It shocks me sometimes how forward-thinking Puzzle Pirates has proven itself, and how little its design innovations have been picked up on.
@Andrew: I'd point out that most MMORPGs do have limited inventory: in WoW, you only have 20 backpack slots when you start and you can only expand that to, well, whatever bag size they now have. EVE Online limits ship cargo bay capacity. Slot-based or weight-based inventory limits exist in every MMO I can think of. However, the other side of this, having stores run out of money, would be catastrophic from the perspective of Fairness (see article 1). You do not want to develop an MMORPG where one player can ruin the experience for other players by camping a merchant and selling it junk and leaving it with no money for any other player to sell their junk.
The biggest would probably be their efforts to stop RMT by only allowing balanced trades. They've removed those restrictions now, but they're the only company I've heard of that has done something that drastic to combat RMT.
Regarding faucets and drains, Runescape is very dependent on large amounts of consumables rather then regenerating resources like Mana or some other system. I don't know if EVE has a large amount of consumables, but I think the loss of ships is one of the game's large drains.
Another big difference is that their servers aren't separate from each other. Player's choose a "World" they want to play on every time they log on, and the marketplace (Grand Exchange) is linked across all the servers. I also believe Runescape has a much larger player base than EVE does.
While the games are similar, I feel that Runescape could still benefit the discussion as much as EVE has, and offer another example for a game that has a (somewhat) functional economy. I get the feeling that a lot of people ignore EVE because it's a niche game. Runescape shows that it can work for a larger game in a fantasy setting.
Yeah, Runescape is a very time consuming game, and it's understandable that you haven't had the time to play it. It just seems worth mentioning because it's a big game and it's been around forever.
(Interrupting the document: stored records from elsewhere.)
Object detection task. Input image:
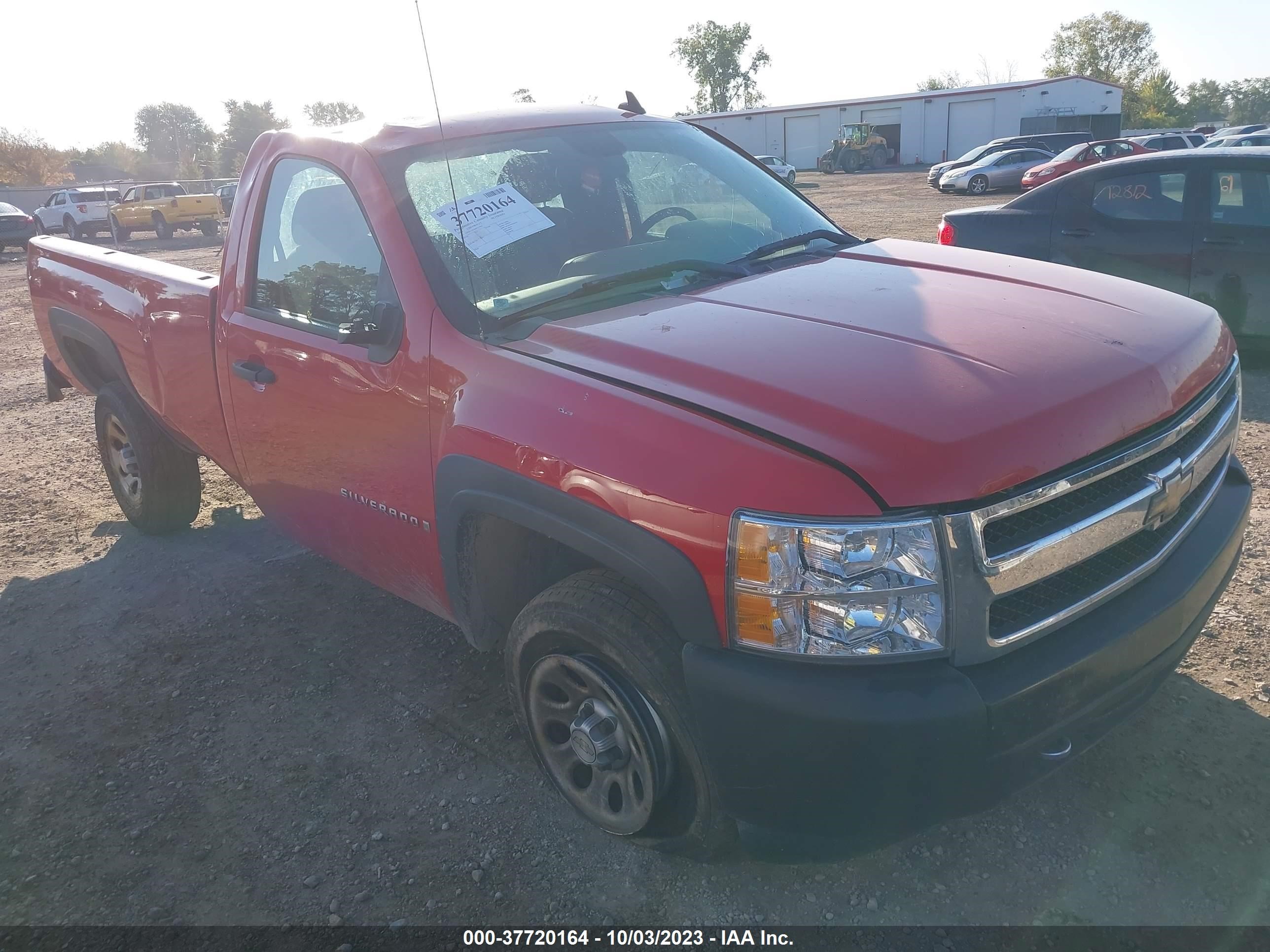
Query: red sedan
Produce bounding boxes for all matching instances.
[1023,138,1151,192]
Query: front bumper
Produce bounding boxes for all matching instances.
[683,462,1252,838]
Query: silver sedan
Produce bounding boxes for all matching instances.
[940,148,1054,196]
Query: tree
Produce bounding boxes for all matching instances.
[670,20,771,113]
[305,99,366,126]
[1045,11,1160,126]
[0,128,71,185]
[1182,80,1231,122]
[1137,70,1190,130]
[917,70,970,93]
[1226,76,1270,126]
[218,99,291,175]
[132,103,216,165]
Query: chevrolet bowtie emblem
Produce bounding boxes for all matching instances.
[1143,460,1195,529]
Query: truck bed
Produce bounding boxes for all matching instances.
[27,236,238,478]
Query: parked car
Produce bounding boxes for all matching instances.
[1202,132,1270,148]
[939,148,1270,346]
[1209,122,1270,138]
[1129,132,1206,152]
[35,188,119,241]
[110,181,221,241]
[926,138,1029,188]
[27,103,1251,855]
[1021,138,1149,192]
[213,181,238,218]
[0,202,35,251]
[940,148,1054,196]
[754,155,795,185]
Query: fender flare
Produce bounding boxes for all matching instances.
[436,454,720,647]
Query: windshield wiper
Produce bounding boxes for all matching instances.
[495,258,753,328]
[730,229,860,264]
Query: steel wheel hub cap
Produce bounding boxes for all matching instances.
[106,416,141,502]
[526,655,670,835]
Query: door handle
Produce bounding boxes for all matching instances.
[232,361,278,383]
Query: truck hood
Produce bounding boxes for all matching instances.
[507,238,1235,507]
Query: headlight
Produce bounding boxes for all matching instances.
[728,513,948,659]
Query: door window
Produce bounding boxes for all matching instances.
[1209,169,1270,227]
[247,159,400,341]
[1094,171,1186,221]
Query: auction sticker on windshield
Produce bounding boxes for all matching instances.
[432,185,555,258]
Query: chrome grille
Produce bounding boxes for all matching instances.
[945,358,1242,664]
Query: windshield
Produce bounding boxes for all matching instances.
[385,121,838,326]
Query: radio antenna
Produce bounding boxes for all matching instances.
[414,0,485,340]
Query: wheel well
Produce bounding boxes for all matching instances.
[455,513,603,651]
[57,337,119,394]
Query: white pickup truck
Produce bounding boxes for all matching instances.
[35,187,119,241]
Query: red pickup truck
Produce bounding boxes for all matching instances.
[28,106,1251,854]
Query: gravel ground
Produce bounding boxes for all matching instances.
[0,171,1270,929]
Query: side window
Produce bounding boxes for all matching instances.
[1094,171,1186,221]
[247,159,400,338]
[1209,169,1270,227]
I'm not sure how Jagex would respond to an examination of Runescape's economic structure. I do know that they don't do a lot of advertisement for their game, so they might be more in favor of more honest publicity like an economic review. They do like to talk about things they do differently like their server set up, supporting a free version, and their choice to produce a browser based MMO. I can't speak for Jagex, but I think they would like to have their game "put under the microscope".